In the battered air-travel sector, signs of increased demand are starting to emerge. But they are modest, and airline chiefs have warned they expect to emerge smaller this fall, despite billions in federal aid. On Friday, 215,444 people passed through U.S. airport security checkpoints, according to the Transportation Security Administration. That was the highest number since March 25.
In mid-April, American Airlines CEO Doug Parker told CNBC that there were a few signals of demand returning, but he cautioned there were too many unknowns to declare it a recovery.
"It certainly feels like we're at the bottom," Parker said. "Our revenues are down 90% on a year-over-year basis, and they've been that way now for a few weeks. The real question is how long you stay at the bottom and when do we begin to recover. I don't think I know that better than anybody else."
JetBlue President Joanna Geraghty echoed Parker on a May 7 earnings call.

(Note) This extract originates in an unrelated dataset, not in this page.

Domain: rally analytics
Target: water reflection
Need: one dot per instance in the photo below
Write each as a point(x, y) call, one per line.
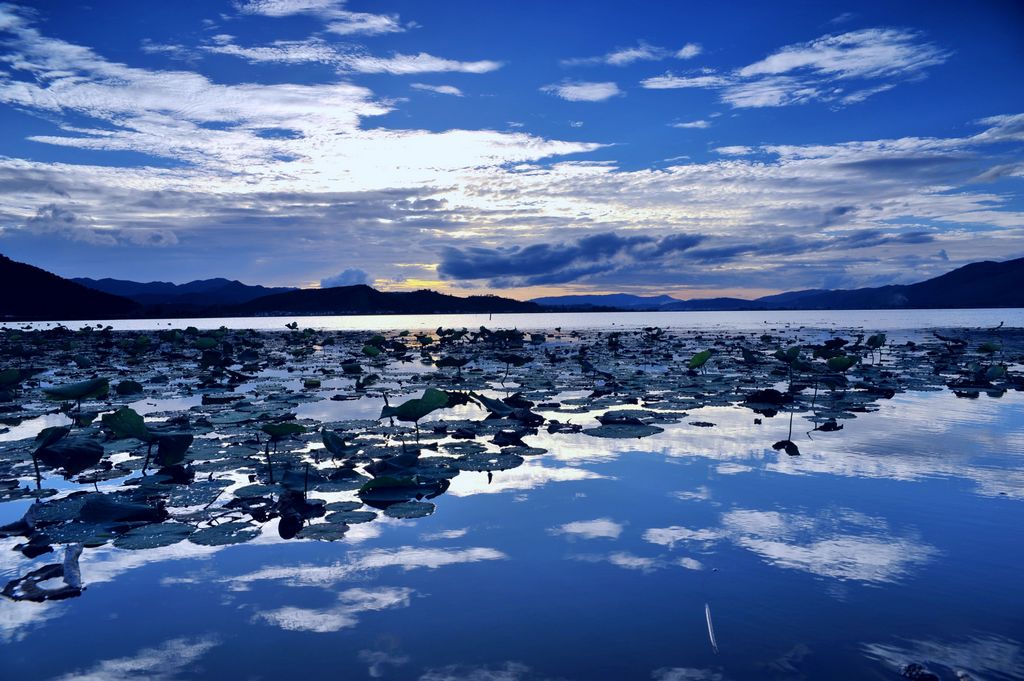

"We believe that we've reached the bottom in terms of demand around mid-April," she said. "That said, we expect to have a better sense of the third and fourth quarter of 2020 by early summer."
United's president, Scott Kirby, who takes over as CEO on May 20, said on an earnings call at the start of the month: "Net new bookings are now down essentially 100%. So yes, that does mean that it's bottomed, but we aren't seeing any signs of meaningful recovery and near-term demand yet."
Some signs of pent-up demand have appeared, he said, pointing to searches for 2021 spring break travel that were higher recently than at the same point last year. But he cautioned that the carrier doesn't expect many of those inquiries "to turn into real bookings or travel until the virus is sufficiently contained and the rhythms of daily life become routine again."
The industry's situation is still dismal overall. U.S. airports logged a daily average of 168,748 people going through their checkpoints in the first 10 days of May. That's down nearly 93% from the year-ago period. Airlines for America, an industry group that represents most large U.S. airlines, told a Senate committee on May 6 that the number of air travelers in the U.S. has dropped to the lowest levels since the 1950s and that domestic flights are averaging 17 passengers aboard, even though schedules have been severely reduced.
The CEOs of Delta, Boeing and others have warned they expect a recovery in travel demand to take two or three years to get back to last year's levels. The industry is challenged both by the concerns about the virus and the severe economic toll on businesses and consumers.
— CNBC's Matt Rosoff contributed to this report.
Correction: NBC News reported that the U.S. death toll from coronavirus had passed 80,000 as of Monday, May 11. An earlier version of this story misstated the source.